FUTBOL, 11’e 11 oynanıyor. "90 dakika boyunca kim daha fazla mücadele ederse, kim daha fazla koşarsa, kim daha iyi oynarsa o galip geliyor" diyoruz.
Çok koşmak, çok mücadele etmek, hepsi tamam. Buna mecbursunuz. Ama futbol öyle bir oyun ki, daha doğrusu spor öyle bir şey ki, hangi dalda olursanız olun çok koşmak, çok mücadele etmek büyük avantaj. Ama gerekli olan şeyleri zamanında yapmazsanız, özellikle de kaliteniz yoksa kaybedersiniz.
Dün akşamki 90 dakikaya baktığımızda, G.Birliği takımı çok koştu, çok mücadele etti.
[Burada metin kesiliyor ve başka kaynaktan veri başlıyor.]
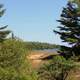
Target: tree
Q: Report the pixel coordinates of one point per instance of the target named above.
(3, 33)
(70, 30)
(57, 69)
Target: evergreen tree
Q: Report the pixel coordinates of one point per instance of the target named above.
(70, 30)
(3, 33)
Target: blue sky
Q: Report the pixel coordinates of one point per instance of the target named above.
(33, 20)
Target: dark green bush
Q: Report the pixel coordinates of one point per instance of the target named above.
(57, 69)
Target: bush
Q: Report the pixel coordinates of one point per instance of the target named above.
(57, 69)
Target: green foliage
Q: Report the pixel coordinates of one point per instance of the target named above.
(39, 45)
(3, 32)
(13, 62)
(57, 69)
(70, 30)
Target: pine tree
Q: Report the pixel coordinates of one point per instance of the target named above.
(70, 30)
(3, 33)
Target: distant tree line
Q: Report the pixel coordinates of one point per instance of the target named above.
(39, 45)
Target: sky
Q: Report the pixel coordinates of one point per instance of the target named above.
(33, 20)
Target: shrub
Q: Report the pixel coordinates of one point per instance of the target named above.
(57, 69)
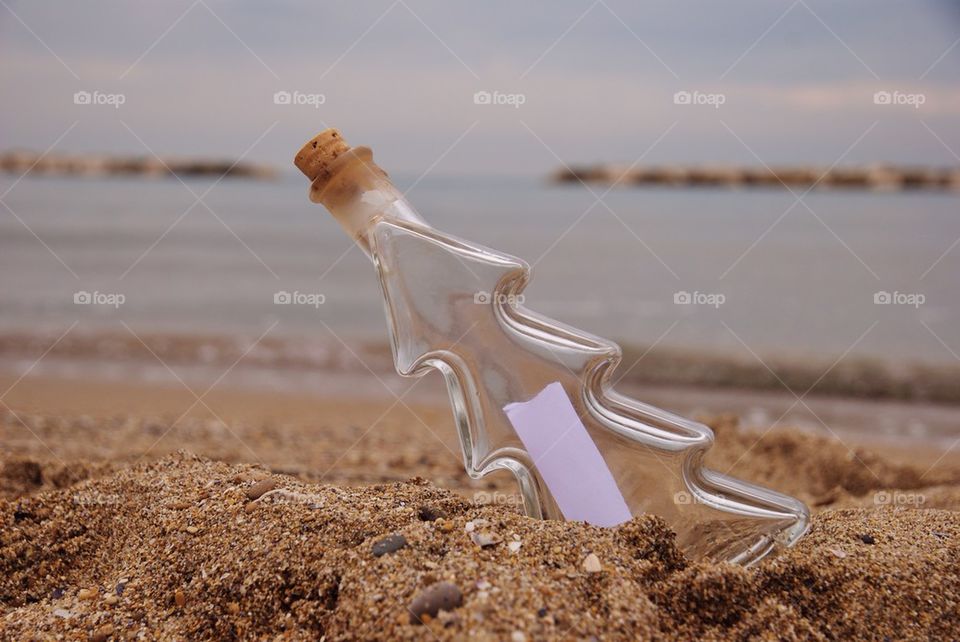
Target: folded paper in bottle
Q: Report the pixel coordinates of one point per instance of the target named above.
(568, 460)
Rakibinden fazla pres yaptı. Ama sonunda maçı kaybetti. Hem de rakip 10 kişi kalmasına rağmen. Niye? Cevap çok net: Kalite farkından.
İkinci golden önce Türkiye’de çok futbolcu Alex’in olduğu pozisyonda topu kaleye vurur. Örnekleri binlerce. Ama o zor da olsa Tuncay’a indirdi, onun devamında Marco’nun golü geldi.
Volkan’a güvenmiyor
İki takım da tek santrfor oynadı. Hatta Fenerbahçe’de zaman zaman Alex ileride tek kaldı, Kezman biraz daha geriye, orta alana girdi. Fenerbahçe defansı, rakip hücumculardan daima iki, bazen üç fazla oldular. O zaman da hücum güçleri azaldı. Zaten girdikleri gol pozisyonu adedinde de bu gözüküyor.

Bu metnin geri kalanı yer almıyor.